I am not quite sure what you are referring to.



nightmoves44 said:


> plus another question,my kit came with a small round seal(something like an Oring.Where does this go?,I didnt see one taking my carb apart?.. .


The kits have parts for many variations of carburetors, so not all parts will be used in every carburetor. The little O-Ring usually goes on units that have a removable main jet.



nightmoves44 said:


> i would rebuild the engine if the parts were cheap enough just because i like doing it....24cc craftsman if sum1 knows where to get rings cheap!.Thanks to everyone and I love this forum!:thumbsup:


You will have to find the model number off of your trimmer, once you have that, then do like pyro suggested to find the part numbers.

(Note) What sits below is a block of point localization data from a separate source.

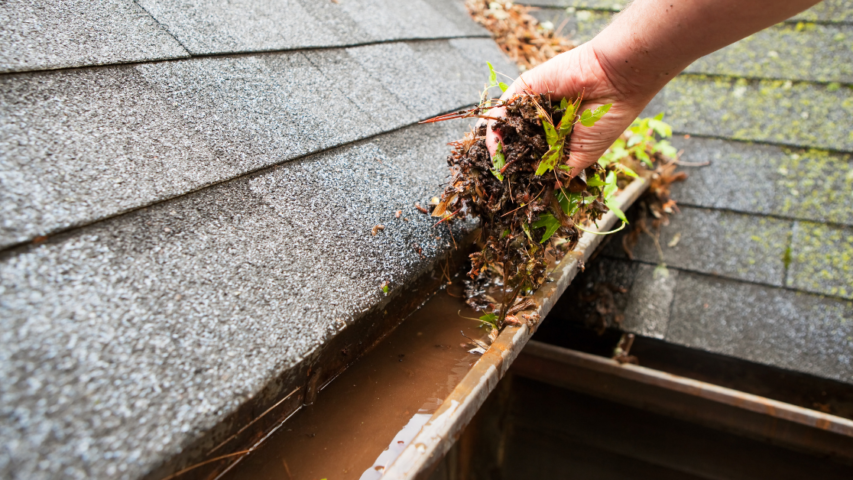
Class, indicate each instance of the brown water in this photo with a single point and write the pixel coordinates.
(364, 418)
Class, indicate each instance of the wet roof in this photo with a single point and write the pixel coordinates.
(188, 191)
(760, 259)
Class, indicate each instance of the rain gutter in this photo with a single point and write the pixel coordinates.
(436, 437)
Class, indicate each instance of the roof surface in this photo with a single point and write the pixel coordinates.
(760, 259)
(207, 181)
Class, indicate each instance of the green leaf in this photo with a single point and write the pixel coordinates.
(490, 319)
(642, 155)
(635, 139)
(550, 159)
(588, 118)
(499, 161)
(595, 181)
(569, 203)
(551, 224)
(627, 171)
(550, 132)
(610, 186)
(665, 148)
(526, 229)
(611, 204)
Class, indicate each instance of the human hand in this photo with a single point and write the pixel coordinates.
(581, 70)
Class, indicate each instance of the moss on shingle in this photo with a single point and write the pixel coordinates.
(785, 112)
(803, 51)
(822, 259)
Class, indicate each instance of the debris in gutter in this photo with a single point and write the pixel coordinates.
(527, 42)
(532, 207)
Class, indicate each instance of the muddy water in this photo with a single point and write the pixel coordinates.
(364, 418)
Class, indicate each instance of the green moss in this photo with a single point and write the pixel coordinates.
(794, 113)
(822, 259)
(828, 11)
(805, 51)
(815, 184)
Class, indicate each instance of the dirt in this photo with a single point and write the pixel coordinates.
(362, 420)
(528, 216)
(518, 33)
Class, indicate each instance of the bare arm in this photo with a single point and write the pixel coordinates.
(645, 47)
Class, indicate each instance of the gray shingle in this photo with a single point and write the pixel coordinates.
(210, 26)
(830, 11)
(108, 140)
(649, 301)
(776, 111)
(719, 243)
(822, 259)
(455, 12)
(786, 329)
(579, 26)
(818, 53)
(766, 179)
(124, 341)
(433, 75)
(50, 34)
(808, 52)
(86, 144)
(385, 108)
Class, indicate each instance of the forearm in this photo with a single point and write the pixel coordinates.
(653, 40)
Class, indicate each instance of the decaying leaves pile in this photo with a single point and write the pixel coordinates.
(520, 35)
(532, 211)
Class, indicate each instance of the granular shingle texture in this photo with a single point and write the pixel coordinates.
(209, 219)
(791, 330)
(822, 259)
(804, 51)
(124, 341)
(718, 243)
(828, 11)
(50, 34)
(778, 111)
(87, 144)
(794, 183)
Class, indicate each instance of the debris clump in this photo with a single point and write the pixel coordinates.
(519, 34)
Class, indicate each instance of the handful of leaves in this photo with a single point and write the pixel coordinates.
(531, 209)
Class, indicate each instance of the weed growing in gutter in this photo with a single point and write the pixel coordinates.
(532, 211)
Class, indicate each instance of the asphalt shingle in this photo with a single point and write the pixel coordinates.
(811, 52)
(87, 144)
(718, 243)
(784, 112)
(827, 11)
(766, 179)
(210, 26)
(786, 329)
(51, 34)
(124, 341)
(580, 26)
(822, 259)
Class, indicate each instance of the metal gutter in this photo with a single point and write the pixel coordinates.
(457, 410)
(692, 400)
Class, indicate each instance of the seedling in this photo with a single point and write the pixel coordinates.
(531, 207)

Once you have the part numbers you can go shopping for the parts, they are most likely "Poulan / Weedeater" parts, but could be some other brand as Sears uses several companies for their power products.


----------



## pyro_maniac69 (Aug 12, 2007)

would you believe me 30year that a lot of craftsman/poulan/weedeater part number are the same thing for Jonsered AND some husky chainsaws?


----------



## 30yearTech (Sep 14, 2006)

pyro_maniac69 said:


> would you believe me 30year that a lot of craftsman/poulan/weedeater part number are the same thing for Jonsered AND some husky chainsaws?


I can believe the Husqvarna part numbers, but I have never heard that Jonsered made any of their saws, I believe that some of the new ones are MTD/McCulloch units, and I know that even Echo has built for Sears in the past


----------



## nightmoves44 (Jun 11, 2008)

*done*

Ok,after getting it going but wouldnt idle and it ran but sorta boggin out,like wasnt gettin enuff gas,I took it apart again and blew it out with an air-hose real good,and adjusted the needle vavle so it would open further.I put it back together and it runs like a brand new weedwhacker,it will start easy,it will idle great and has all kids of power!!!!..Since I cleaned it all up in others posts,it looks like new too.I want to thank everyone for their valuable help.I doubt Id got it without your help,specially the fuel line route,cause originally it was wrong.I need to thank my neighbor for his help with the needle valve adj too.So a ten dollar kit and some time saved me a bundle.I tried it in high weeds and it didnt even slow down!..Thank You All.!!!


----------